'Inventor of Email' Gets Support of Noam Chomsky
Ian Lamont writes "Shiva Ayyadurai, who famously claims to have invented email as a teenager in the 1970s, is back. A statement attributed to Noam Chomsky offers support for Ayyadurai's claim while attacking 'industry insiders' for stating otherwise. The statement reads: 'Given the term email was not used prior to 1978, and there was no intention to emulate "...a full-scale, inter-organizational mail system," as late as December 1977, there is no controversy here, except the one created by industry insiders, who have a vested interest to protect a false branding that BBN is the "inventor of email," which the facts obliterate.'"

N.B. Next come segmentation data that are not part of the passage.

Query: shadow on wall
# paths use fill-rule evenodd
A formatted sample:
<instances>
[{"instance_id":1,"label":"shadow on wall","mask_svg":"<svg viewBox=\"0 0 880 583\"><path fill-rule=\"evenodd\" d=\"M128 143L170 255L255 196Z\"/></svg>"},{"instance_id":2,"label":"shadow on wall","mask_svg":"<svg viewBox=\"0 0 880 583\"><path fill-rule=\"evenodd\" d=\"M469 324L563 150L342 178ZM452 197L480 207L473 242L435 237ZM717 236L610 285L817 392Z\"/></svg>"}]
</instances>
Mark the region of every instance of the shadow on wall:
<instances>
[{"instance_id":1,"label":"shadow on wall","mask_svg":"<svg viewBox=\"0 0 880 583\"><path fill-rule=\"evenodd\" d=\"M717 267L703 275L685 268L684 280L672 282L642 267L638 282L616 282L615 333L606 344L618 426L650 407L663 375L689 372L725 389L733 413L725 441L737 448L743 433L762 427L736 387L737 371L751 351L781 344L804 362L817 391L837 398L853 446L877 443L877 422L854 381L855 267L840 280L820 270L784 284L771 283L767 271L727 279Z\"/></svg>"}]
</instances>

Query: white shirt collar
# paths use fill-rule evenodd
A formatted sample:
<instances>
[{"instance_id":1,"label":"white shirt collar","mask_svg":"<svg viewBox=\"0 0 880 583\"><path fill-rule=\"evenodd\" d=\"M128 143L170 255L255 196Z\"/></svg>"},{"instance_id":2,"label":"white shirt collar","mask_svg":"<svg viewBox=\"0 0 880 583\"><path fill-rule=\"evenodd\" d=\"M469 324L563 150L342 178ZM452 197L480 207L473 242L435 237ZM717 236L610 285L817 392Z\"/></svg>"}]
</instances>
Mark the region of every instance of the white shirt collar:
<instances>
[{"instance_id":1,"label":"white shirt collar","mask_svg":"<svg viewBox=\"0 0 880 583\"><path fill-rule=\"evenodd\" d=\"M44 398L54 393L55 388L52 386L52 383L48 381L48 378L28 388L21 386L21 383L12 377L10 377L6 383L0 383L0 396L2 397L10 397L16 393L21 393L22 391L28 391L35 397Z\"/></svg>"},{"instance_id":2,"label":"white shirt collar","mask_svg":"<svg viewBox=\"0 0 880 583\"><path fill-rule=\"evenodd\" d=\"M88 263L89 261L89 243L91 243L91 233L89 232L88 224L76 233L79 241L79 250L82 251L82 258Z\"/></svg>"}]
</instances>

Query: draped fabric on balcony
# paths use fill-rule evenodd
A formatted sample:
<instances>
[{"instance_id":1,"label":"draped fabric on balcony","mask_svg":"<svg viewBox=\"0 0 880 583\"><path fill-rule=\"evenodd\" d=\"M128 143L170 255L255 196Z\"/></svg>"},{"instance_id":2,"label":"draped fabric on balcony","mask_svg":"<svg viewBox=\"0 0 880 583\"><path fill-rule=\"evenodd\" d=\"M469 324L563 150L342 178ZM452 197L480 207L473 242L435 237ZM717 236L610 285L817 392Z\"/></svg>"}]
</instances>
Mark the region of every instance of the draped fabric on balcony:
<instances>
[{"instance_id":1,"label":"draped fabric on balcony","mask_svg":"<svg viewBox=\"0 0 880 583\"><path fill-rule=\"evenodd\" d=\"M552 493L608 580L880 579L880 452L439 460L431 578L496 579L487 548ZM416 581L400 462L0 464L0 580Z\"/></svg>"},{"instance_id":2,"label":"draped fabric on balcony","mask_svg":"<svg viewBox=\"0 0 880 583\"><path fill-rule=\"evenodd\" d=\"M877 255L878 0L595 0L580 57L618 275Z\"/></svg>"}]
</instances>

What exactly was there to 'invent' here? Once you conect two computers to each other sending messages is one of the most obvious uses for the ability; probably occuring within seconds of the notion of transferring documents/files. So the name is the claimed invention? The self evident name will be "electronic mail" or some variation in any English speaking country, which all the early networking research was done in. So what is left, the next obvious step of a easier to say/write contraction to 'email'?

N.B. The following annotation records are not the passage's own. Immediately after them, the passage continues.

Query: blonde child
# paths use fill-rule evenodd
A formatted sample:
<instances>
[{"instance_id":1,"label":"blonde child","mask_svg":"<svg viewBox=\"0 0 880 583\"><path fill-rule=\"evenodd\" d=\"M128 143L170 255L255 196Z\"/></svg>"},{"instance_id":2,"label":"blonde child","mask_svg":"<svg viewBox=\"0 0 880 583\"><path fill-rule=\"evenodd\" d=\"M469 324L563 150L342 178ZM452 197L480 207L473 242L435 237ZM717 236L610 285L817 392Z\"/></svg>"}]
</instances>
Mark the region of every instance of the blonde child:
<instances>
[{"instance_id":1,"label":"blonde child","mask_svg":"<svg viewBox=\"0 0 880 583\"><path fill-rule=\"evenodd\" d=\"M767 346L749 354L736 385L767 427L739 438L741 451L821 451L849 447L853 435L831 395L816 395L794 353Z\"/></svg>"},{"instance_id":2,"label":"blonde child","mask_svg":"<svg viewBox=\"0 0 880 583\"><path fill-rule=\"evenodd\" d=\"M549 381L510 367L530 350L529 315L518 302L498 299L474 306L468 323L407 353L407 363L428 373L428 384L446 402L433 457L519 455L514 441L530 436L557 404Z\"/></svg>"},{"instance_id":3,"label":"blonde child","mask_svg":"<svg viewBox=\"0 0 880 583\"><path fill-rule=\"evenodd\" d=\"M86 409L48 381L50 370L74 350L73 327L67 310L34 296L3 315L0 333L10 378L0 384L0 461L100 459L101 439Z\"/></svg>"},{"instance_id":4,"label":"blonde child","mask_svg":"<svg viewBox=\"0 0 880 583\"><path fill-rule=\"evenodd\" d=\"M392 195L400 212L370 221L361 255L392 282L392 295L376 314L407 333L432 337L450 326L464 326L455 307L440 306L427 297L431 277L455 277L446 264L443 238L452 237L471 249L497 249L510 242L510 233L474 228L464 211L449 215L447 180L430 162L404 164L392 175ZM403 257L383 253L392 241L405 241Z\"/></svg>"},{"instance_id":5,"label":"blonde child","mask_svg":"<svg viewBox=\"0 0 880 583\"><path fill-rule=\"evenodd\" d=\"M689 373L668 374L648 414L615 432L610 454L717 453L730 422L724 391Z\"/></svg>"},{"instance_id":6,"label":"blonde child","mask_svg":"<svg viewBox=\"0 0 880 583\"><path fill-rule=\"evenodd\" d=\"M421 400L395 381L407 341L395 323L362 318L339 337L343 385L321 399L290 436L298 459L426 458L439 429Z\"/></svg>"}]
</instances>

Bah. Just having a hack like Chomsky's name attached speaks volumes. Nothing to see here, move along. Nonstory.
Democrat delenda est
You see this pretty often when someone is very smart and makes revolutionary discoveries in their own field. They essentially convince themselves that they are an expert on everything and have opinions worth having about everything. In the case of the Chomsky that's gotten also wound up in his politics and apparent desire for counter-narratives to standard histories especially when the standard versions are primarily about white Westerners. This isn't that dissimilar to how Linus Pauling developed weird ideas about vitamin C, or how Kary Mullis has decided that global warming is a hoax, that ozone depletion is a hoax, that HIV doesn't cause AIDS, that the Fed Reserve is part of a big conspiracy, and a few other strange ideas besides. None of this should be taken to diminish Chomsky's work in linguistics which was altogether very impressive.